Maka saya sela pembicaraan mereka: Ya, saya bisa
bahasa Mandarin sedikit-sedikit. Mereka merasa lega, lalu memberikan beberapa
perintah mengenai posisi badan saya. Harus bergeser sini dikit dan harus naik
sedikit. Lalu, lengan saya diperiksa seperti akan memasang selang. Melihat
tangan saya sudah dipasangi selang selama 3 bulan lebih, perawat memutuskan
tidak mau pakai itu. Maka, dia minta lengan kanan saya dimasuki jarum untuk
memasukkan beberapa zat kimia ke badan saya.

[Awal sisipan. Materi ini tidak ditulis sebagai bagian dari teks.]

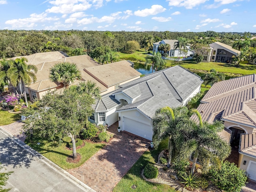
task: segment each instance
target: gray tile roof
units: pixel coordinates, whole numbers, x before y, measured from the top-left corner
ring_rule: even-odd
[[[159,108],[182,105],[183,100],[202,83],[199,76],[179,66],[158,71],[120,85],[121,88],[114,93],[122,92],[136,98],[132,104],[118,111],[137,108],[152,118]]]

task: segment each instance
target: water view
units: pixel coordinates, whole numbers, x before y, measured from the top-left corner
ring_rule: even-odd
[[[143,75],[147,75],[152,72],[151,65],[145,65],[143,63],[134,62],[134,69]],[[155,70],[153,70],[153,72]]]

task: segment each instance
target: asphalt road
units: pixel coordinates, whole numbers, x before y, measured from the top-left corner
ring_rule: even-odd
[[[80,184],[48,165],[1,132],[0,162],[6,168],[4,171],[14,172],[4,188],[12,188],[11,192],[93,191],[90,188],[82,189]]]

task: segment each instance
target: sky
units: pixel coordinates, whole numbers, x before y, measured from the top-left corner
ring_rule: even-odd
[[[256,0],[0,0],[0,30],[256,32]]]

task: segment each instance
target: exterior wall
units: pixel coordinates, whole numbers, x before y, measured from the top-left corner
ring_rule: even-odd
[[[255,129],[254,129],[252,127],[248,127],[243,125],[240,125],[236,123],[228,122],[227,121],[224,122],[224,125],[225,126],[225,127],[226,127],[227,129],[228,129],[230,127],[234,127],[238,129],[239,129],[240,128],[240,129],[244,130],[245,131],[246,133],[248,134],[252,134],[253,133],[253,132],[254,132],[256,131],[254,130]]]
[[[188,104],[189,100],[194,97],[195,95],[196,95],[198,93],[200,92],[200,91],[201,90],[201,85],[198,86],[196,89],[192,93],[191,93],[189,96],[188,96],[186,99],[184,100],[183,102],[183,105],[185,106]]]
[[[146,117],[144,114],[137,110],[121,111],[118,112],[118,116],[120,117],[120,120],[118,121],[118,126],[121,128],[121,130],[122,131],[124,130],[122,127],[123,122],[124,122],[123,117],[126,117],[130,119],[140,121],[142,123],[148,125],[149,127],[150,127],[150,130],[153,131],[151,126],[151,120]]]

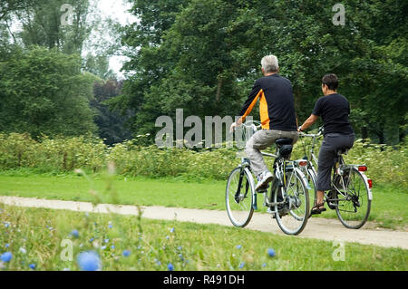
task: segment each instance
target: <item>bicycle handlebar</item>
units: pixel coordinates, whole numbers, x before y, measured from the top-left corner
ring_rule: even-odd
[[[305,133],[305,132],[300,132],[300,135],[303,137],[308,137],[308,138],[318,138],[323,134],[323,127],[319,128],[319,130],[317,131],[317,133]]]

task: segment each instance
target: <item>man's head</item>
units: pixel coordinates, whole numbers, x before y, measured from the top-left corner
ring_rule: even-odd
[[[264,74],[277,73],[279,72],[279,63],[275,55],[267,55],[261,60],[262,72]]]
[[[325,95],[336,92],[338,87],[337,75],[334,73],[325,74],[322,79],[322,91]]]

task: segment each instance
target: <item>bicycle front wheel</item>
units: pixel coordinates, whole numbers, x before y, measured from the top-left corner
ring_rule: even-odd
[[[280,197],[279,197],[280,195]],[[274,194],[275,216],[280,229],[287,235],[298,235],[309,217],[309,193],[303,173],[297,169],[286,172],[285,188]]]
[[[251,220],[254,194],[254,178],[249,169],[234,169],[227,181],[225,199],[227,213],[235,226],[244,227]]]
[[[345,197],[337,194],[335,213],[345,227],[359,229],[367,221],[371,210],[368,182],[362,172],[353,168],[345,169],[336,183]]]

Musik soft-rock masih terus ingar-bingar. Beberapa
perawat mengikuti suara musik itu dengan suara mulutnya tanpa kata-kata.
Rupanya dia sangat menikmati lagu itu. Perawat yang lain mulai memasukkan
cairan tertentu ke lengan saya. Hanya dalam beberapa saat, saya tidak lagi
mendengar suara musik itu. Juga tidak mendengar apa-apa lagi. Saya sudah
dimatikan untuk persiapan operasi. Saya baru akan dihidupkan lagi, nanti, 18
jam kemudian.
***
Sejak saya masuk ruang operasi pukul 14.00, istri,
anak, dan sahabat saya Robert Lai kembali ke kamar saya di lantai 11. Tepatnya
kamar 1102. Di kamar ini mereka menantikan perkembangan operasi saya. Perawat
akan selalu mengabarkan apa pun yang terjadi di ruang operasi.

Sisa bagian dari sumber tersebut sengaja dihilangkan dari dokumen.